Dynamic analysis of 4D hyperchaotic memristive system. a Phase diagram; b Lyapunov exponent spectrum with a = 4, b = 0.01, α = 36, β = 20, γ = 3, ρ = 3, versus q∈[0.75,1]; c bifurcation diagram with a = 4, b = 0.01, α = 36, β = 20, γ = 3, ρ = 3, versus q∈[0.75,1]

2.3 DNA encoding and decoding rules

A DNA sequence is composited of four nuclear acid bases ATCG (adenine, thymine, cytosine, guanine); here, A and T are complementary, and C and G are complementary. The information is represented binary in the current generation theory of the electronic computer, and in the DNA coding theory, all information is represented by four nuclear acid bases A, T, C, G. According to complementary rules of binary 0 and 1, the 00 and 11 are complementary, and 01 and 10 are complementary. Therefore, acid bases A, T, C and G are encoded 00, 01, 10 and 11. Obviously, the coding rules has 4! = 24 kinds, but only 8 kinds of coding rules are satisfied with Watson-Crick mutual complement rule [35], as shown in Table 1. DNA decoding is the opposite of DNA encoding. For instance, if the value of image pixel is 152, we can get the corresponding binary sequence “10011000,” and it can be encoded as “TCGA” based on Rule 1. If the encoded sequence is “TGCA,” it can be decoded “00100111” by Rule 3, the final DNA decoding result is decimal value 39.

Table 1 DNA encoding rules

2.4 DNA addition and subtraction rules

On the basis of traditional binary addition and subtraction, the DNA addition and subtraction are obtained. Thus, according to the eight kinds of DNA encoding rules, we can get the corresponding eight kinds of DNA addition and subtraction rules.

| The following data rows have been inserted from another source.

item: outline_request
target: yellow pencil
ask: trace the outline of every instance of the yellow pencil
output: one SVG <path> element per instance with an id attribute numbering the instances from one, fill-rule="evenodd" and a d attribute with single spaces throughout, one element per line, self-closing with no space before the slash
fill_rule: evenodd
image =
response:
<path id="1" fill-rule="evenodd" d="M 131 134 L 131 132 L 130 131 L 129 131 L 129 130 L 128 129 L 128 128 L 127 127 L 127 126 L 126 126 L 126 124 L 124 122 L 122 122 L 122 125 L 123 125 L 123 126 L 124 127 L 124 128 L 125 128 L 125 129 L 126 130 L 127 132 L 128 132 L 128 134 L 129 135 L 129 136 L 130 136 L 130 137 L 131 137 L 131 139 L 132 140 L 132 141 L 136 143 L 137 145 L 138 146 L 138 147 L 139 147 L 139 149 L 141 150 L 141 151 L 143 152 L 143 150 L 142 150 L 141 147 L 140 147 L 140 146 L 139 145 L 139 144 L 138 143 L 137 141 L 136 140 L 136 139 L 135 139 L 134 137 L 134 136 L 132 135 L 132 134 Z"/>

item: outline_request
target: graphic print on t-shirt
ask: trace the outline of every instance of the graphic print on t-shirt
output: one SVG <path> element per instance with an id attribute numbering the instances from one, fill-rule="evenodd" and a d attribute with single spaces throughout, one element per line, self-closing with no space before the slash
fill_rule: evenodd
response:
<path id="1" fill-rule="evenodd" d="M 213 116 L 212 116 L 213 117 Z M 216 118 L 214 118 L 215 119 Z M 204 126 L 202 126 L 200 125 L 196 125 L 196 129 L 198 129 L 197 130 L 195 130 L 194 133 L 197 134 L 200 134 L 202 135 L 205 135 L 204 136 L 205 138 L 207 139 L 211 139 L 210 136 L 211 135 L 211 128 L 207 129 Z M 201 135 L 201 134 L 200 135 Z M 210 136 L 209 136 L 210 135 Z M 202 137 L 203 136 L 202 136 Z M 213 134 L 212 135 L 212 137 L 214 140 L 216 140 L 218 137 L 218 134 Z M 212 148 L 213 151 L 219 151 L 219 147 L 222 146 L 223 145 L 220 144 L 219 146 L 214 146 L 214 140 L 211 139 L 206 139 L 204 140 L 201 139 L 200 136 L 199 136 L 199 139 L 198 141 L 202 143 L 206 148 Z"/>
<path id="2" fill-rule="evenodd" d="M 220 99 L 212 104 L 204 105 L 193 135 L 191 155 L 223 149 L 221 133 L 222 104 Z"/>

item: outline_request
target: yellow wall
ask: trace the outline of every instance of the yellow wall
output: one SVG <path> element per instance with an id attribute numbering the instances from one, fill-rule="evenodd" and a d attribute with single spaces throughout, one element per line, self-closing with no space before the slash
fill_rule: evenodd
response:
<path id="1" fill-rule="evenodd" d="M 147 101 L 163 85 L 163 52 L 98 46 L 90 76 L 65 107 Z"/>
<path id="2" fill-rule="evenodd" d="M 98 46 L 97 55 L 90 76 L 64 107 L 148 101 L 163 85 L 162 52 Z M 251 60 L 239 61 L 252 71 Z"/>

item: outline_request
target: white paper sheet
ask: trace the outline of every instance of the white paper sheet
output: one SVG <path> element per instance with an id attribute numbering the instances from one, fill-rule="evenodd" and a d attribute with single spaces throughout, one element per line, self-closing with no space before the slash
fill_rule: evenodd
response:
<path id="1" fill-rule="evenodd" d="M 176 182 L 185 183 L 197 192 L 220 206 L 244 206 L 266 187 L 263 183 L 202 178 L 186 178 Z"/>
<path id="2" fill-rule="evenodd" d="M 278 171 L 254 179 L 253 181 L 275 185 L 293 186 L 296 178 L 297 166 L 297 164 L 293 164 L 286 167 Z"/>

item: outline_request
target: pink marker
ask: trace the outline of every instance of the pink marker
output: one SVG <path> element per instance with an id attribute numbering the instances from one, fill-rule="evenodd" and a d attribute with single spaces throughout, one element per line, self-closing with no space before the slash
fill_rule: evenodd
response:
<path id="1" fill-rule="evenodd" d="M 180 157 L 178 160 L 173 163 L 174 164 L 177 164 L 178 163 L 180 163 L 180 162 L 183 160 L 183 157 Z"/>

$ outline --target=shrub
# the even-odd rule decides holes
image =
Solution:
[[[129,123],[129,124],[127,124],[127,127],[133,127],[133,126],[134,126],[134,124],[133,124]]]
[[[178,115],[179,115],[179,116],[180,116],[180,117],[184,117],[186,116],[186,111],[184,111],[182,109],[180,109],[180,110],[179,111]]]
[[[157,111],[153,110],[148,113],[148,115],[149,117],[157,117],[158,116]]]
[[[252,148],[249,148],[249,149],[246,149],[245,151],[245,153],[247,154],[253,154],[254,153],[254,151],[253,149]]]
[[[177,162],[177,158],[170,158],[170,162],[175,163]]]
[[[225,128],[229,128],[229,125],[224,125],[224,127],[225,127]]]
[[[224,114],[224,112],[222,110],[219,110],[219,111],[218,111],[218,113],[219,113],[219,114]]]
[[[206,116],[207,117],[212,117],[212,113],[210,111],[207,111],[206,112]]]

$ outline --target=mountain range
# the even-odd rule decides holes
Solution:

For example, on the basis of DNA encoding rule 1, DNA addition rule 1 and subtraction rule 1 are shown in Table 2.

Table 2 Addition rules and subtraction rules

2.5 DNA complementary rule

The DNA complementary rule [26] must satisfy Eq. (10) for each nucleotide xi.

$$ \left\{\begin{array}{l}{x}_i\ne L\left({x}_i\right)\ne L\left(L\left({x}_i\right)\right)\ne L\left(L\left(L\left({x}_i\right)\right)\right)\\ {}{x}_i=L\left(L\left(L\left(L\left({x}_i\right)\right)\right)\right)\end{array}\right. $$
(10)

where L (xi) and xi are basic pairs and they are complementary, the basic pairs are satisfied with the injective map.

On the basis of (12), there are six kinds of reasonable combination of complementary base pairs, as shown below:

  1. (1)

    L1(A) = T, L1 (T) = C, L1 (C) = G, L1 (G) = A;

  2. (2)

    L2(A) = T, L2 (T) = G, L2 (G) = C, L2 (C) = A;

  3. (3)

    L3 (A) = C, L3 (C) = T, L3 (T) = G, L3 (G) = A;

  4. (4)

    L4 (A) = C, L4 (C) = G, L4 (G) = T, L4 (T) = A;

  5. (5)

    L5 (A) = G, L5 (G) = T, L5 (T) = C, L5 (C) = A;

  6. (6)

    L6 (A) = G, L6 (G) = C, L6 (C) = T, L6 (T) = A,

where Li (i = 1,2,...,6) represents the ith complement rule.

In the diffusion of pixels, used DNA complementary rule bases complementary replacement, and we can randomly select one of the six kinds of complementary combination rules are complementary to replace, which achieve the goal of pixel diffusion.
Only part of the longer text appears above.